Rosenbloom AL. Limited joint mobility in childhood diabetes: discovery, description, and decline. J Clin Endocrinol Metab. 2013;98(2):466-73.
CONTEXT
The discovery of limited joint mobility (LJM) as the earliest clinically apparent complication of diabetes in children and adolescents nearly 40 years ago provided insights into the mechanism of diabetes complications.

RESULTS
LJM, due to periarticular connective tissue thickening and stiffness, varied from single joint involvement bilaterally to obvious hand deformity and limitation of movement of the spine. Thick, tight, waxy skin was apparent with more severe changes; biopsy indicated thickening of the dermis and epidermis with accumulation of collagen and loss of skin appendages.
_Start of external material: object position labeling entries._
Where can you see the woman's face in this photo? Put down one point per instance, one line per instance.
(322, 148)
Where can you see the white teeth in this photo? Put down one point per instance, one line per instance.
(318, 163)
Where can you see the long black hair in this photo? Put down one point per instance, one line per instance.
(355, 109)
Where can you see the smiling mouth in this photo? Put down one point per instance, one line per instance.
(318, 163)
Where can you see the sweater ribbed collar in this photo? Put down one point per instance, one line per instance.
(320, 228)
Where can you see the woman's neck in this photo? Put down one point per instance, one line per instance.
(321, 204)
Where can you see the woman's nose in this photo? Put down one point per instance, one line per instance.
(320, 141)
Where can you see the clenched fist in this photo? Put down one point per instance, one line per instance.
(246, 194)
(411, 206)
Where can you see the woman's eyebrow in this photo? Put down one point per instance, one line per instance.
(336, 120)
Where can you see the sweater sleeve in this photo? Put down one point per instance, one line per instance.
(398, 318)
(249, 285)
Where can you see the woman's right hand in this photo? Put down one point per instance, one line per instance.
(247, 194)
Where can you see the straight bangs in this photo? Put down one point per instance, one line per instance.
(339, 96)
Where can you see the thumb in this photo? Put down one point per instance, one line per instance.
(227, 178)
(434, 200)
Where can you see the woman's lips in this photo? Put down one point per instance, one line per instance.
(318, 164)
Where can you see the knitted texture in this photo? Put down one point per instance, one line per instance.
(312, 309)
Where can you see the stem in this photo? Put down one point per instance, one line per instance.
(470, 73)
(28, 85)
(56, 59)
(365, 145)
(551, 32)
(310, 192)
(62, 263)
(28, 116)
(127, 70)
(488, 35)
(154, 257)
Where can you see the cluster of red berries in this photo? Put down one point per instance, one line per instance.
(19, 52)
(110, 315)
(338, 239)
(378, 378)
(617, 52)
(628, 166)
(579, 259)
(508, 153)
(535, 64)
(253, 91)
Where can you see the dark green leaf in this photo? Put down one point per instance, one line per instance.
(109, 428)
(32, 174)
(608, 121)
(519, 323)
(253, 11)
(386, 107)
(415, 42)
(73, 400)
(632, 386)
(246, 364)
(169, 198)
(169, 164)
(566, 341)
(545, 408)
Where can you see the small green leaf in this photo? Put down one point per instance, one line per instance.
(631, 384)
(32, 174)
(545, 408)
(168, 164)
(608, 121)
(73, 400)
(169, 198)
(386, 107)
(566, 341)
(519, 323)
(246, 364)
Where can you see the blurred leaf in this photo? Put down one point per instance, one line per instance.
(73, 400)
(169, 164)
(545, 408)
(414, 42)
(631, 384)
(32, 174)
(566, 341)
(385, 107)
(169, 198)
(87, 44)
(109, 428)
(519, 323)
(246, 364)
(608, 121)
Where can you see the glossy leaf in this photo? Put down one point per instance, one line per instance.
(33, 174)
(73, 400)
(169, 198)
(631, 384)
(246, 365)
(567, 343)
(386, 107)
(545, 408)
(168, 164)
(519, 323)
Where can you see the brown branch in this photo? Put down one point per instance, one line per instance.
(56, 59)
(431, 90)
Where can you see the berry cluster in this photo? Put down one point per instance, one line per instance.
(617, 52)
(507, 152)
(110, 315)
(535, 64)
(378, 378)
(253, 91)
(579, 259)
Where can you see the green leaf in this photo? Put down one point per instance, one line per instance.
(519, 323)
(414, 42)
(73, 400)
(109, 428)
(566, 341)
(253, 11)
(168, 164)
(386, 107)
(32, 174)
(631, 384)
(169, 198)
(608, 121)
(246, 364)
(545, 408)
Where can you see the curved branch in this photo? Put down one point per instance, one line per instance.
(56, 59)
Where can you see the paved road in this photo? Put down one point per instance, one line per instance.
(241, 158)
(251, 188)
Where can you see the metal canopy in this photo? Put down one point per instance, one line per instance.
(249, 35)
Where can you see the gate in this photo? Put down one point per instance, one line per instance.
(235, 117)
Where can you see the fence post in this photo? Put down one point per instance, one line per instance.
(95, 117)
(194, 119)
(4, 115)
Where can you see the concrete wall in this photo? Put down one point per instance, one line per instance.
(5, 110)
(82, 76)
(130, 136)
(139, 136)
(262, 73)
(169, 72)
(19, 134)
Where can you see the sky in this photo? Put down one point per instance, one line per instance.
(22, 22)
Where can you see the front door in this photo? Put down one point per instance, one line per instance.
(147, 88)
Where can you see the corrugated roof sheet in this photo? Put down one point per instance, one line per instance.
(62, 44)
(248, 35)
Substantial growth impairment was associated with all levels of LJM. Risk for microvascular disease over a 16-year period was actuarially increased nearly 4-fold by the presence of LJM. Long-term glycemic control influenced the onset of LJM; for every unit increase in average glycated hemoglobin from onset there was a 46% increase in the risk of LJM. Between 1976-78 and 1998, the prevalence of LJM decreased from 30 to 7%, and the portion with moderate to severe changes decreased from 33 to 14%, with the disappearance of severely affected individuals. Furthermore, growth data markedly improved for those with and without LJM; 30% without LJM and 77% with LJM had been less than the 25th percentile for height, whereas the more contemporary group had 22% without LJM and 33% with LJM in this quartile.

CONCLUSIONS
The elucidation of LJM as a novel and informative early complication of pediatric diabetes has provided insights into the evolution of the severe long-term complications of diabetes. The marked decrease in the frequency of LJM and statural deficit in children and youth with diabetes in the 20 years between the late 1970s and 1990s can be attributed to improved metabolic control of children and adolescents. The prevalence of LJM in a population may serve as a measure of quality of diabetes control.